K.transpose(-2, -1) transposes the last two dimensions of the K tensor.

-2 and -1 in Tensor Indexing: Negative indices count from the end of the tensor shape, so -2 and -1 refer to the second-to-last and last dimensions. 
In the context of multi-head attention, Q and K typically have the shape:

`(batch_size, num_heads, seq_length, d_k)`

Here:

seq_length is the length of the sequence.
d_k is the dimension of each head (i.e., d_model // num_heads).
Why Transpose? K.transpose(-2, -1) changes the shape of K to:

`(batch_size, num_heads, d_k, seq_length)`
This is necessary so that the matrix multiplication torch.matmul(Q, K.transpose(-2, -1)) results in an output shape of (batch_size, num_heads, seq_length, seq_length).

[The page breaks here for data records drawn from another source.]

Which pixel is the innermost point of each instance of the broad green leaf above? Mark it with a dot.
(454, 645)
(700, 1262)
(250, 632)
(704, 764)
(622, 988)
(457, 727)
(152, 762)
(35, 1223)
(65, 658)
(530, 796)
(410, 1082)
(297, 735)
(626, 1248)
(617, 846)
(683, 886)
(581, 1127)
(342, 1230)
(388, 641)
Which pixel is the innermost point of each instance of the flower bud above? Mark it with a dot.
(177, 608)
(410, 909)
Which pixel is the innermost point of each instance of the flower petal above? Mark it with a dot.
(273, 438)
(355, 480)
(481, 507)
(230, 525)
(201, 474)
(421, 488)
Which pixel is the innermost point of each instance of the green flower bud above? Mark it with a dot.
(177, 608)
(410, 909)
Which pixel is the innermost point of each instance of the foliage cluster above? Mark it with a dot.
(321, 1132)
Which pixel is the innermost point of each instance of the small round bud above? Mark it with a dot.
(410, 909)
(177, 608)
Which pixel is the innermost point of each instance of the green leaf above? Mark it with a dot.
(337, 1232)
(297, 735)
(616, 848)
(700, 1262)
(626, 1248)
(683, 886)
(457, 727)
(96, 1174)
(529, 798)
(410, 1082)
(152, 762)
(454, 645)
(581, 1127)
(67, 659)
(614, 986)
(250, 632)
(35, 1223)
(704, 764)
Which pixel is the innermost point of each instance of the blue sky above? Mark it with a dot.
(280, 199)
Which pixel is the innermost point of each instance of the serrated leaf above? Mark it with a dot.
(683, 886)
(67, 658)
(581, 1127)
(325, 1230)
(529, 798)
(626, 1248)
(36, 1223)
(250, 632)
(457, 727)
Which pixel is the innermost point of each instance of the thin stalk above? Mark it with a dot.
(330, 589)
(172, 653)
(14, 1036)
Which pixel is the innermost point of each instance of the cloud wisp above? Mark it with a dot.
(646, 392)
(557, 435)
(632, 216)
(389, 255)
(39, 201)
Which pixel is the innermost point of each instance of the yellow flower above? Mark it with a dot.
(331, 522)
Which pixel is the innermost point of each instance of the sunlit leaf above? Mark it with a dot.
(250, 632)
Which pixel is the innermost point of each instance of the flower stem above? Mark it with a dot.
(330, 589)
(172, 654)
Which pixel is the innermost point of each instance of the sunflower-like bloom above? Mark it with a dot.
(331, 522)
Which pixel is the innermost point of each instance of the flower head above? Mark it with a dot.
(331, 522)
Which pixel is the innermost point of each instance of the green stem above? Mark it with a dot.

This shape represents the attention scores between each position in the sequence (each query) and all other positions (keys), which is essential for calculating the attention distribution across the sequence.

[2] 

`mask == 0`

The mask tensor is typically a binary tensor with values of 1 and 0. Here, 1 represents positions we want to keep, and 0 represents positions we want to ignore (mask out).
mask == 0 creates a boolean mask where True represents positions that should be masked (ignored), and False represents positions that should be retained.
`-1e9`:

-1e9 (a very large negative number) is used to "mask out" certain positions by setting their attention score to a very low value. When softmax is applied to the attention scores later, this extremely negative value effectively turns the attention probability for masked positions into 0, ensuring they don’t contribute to the weighted sum in the attention mechanism.